=============================================================================== Code Generation Interface

The codegen directory houses code which is compiled with LLVM code generation utilities. The point of code generation is to have code that is generated at run time which is optimized to run on data specific to usage that can only be described at run time. For instance, code which projects rows during a scan relies on the types of the data stored in each of the columns, but these are only determined by a run time schema. To alleviate this issue, a row projector can be compiled with schema-specific machine code to run on the current rows.

Note the following classes, whose headers are LLVM-independent and thus intended to be used by the rest of project without introducing additional dependencies:

CompilationManager (compilation_manager.h) RowProjector (row_projector.h)

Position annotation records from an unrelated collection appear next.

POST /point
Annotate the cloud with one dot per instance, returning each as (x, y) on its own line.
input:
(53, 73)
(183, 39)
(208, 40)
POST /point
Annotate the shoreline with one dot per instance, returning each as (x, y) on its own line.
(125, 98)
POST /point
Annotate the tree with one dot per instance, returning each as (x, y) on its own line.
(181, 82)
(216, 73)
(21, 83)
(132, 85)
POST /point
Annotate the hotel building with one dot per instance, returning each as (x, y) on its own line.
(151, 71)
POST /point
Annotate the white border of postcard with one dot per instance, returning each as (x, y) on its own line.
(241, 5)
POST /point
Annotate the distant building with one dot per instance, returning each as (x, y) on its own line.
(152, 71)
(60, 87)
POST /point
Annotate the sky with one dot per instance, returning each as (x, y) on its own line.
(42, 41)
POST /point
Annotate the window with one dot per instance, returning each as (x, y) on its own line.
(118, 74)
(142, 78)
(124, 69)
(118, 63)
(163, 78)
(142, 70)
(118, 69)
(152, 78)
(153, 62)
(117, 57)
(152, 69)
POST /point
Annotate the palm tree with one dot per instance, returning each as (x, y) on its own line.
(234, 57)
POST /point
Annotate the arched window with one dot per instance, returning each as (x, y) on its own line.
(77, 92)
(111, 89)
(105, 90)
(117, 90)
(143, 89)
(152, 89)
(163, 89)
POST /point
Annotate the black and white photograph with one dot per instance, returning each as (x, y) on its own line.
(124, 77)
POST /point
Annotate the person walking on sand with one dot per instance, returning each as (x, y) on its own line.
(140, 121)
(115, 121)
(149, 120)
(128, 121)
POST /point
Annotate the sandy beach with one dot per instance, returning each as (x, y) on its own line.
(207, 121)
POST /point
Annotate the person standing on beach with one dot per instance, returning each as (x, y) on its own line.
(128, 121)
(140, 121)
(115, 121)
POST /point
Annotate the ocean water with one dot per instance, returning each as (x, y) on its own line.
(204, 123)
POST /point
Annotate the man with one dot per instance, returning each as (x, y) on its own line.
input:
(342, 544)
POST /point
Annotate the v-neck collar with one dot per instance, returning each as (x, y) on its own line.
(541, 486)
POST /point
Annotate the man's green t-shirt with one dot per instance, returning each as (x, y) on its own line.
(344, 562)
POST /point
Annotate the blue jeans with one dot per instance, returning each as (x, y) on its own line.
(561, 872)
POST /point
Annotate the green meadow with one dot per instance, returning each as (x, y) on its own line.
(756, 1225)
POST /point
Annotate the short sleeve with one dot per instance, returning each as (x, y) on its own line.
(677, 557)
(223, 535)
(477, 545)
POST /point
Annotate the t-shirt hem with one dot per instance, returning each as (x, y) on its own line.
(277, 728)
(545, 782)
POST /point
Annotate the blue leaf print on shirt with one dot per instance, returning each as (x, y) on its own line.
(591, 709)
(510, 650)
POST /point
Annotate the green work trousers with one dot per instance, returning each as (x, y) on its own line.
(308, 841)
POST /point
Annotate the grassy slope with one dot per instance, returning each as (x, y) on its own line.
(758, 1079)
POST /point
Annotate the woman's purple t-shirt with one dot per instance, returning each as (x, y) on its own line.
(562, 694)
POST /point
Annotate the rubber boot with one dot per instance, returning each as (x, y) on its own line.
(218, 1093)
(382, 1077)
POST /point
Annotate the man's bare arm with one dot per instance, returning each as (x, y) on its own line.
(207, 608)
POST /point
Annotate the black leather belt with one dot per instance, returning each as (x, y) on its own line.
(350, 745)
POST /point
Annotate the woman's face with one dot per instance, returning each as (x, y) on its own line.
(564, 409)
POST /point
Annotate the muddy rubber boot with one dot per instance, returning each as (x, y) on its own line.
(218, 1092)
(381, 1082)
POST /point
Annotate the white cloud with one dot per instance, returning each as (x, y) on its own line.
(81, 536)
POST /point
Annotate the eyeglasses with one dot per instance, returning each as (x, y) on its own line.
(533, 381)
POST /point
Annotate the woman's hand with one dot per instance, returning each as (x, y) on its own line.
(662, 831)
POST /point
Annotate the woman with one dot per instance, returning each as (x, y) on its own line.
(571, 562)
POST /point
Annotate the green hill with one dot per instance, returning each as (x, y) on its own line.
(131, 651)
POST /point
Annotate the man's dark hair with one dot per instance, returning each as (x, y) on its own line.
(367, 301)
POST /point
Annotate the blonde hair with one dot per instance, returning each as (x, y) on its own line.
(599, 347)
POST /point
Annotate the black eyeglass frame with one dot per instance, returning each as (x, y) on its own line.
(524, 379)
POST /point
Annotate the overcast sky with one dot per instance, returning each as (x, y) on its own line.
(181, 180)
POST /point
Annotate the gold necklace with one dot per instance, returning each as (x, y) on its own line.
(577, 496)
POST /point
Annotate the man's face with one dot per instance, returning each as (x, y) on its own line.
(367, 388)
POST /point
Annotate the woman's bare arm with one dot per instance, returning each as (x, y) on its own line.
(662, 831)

(Other classes also avoid LLVM headers, but they have little external use).

CompilationManager

The compilation manager takes care of asynchronous compilation tasks. It accepts requests to compile new objects. If the requested object is already cached, then the compiled object is returned. Otherwise, the compilation request is enqueued and eventually carried out.

The manager can be accessed (and thus compiled code requests can be made) by using the GetSingleton() method. Yes - there's a universal singleton for compilation management. See the header for details.

The manager allows for waiting for all current compilations to finish, and can register its metrics (which include code cache performance) upon request.

No cleanup is necessary for the CompilationManager. It registers a shutdown method with the exit handler.

Generated objects

  • codegen::RowProjector - A row projector has the same interface as a common::RowProjector, but supports a narrower scope of row types and arenas. It does not allow its schema to be reset (indeed, that‘s the point of compiling to a specific schema). The row projector’s behavior is fully determined by the base and projection schemas. As such, the compilation manager expects those two items when retrieving a row projector.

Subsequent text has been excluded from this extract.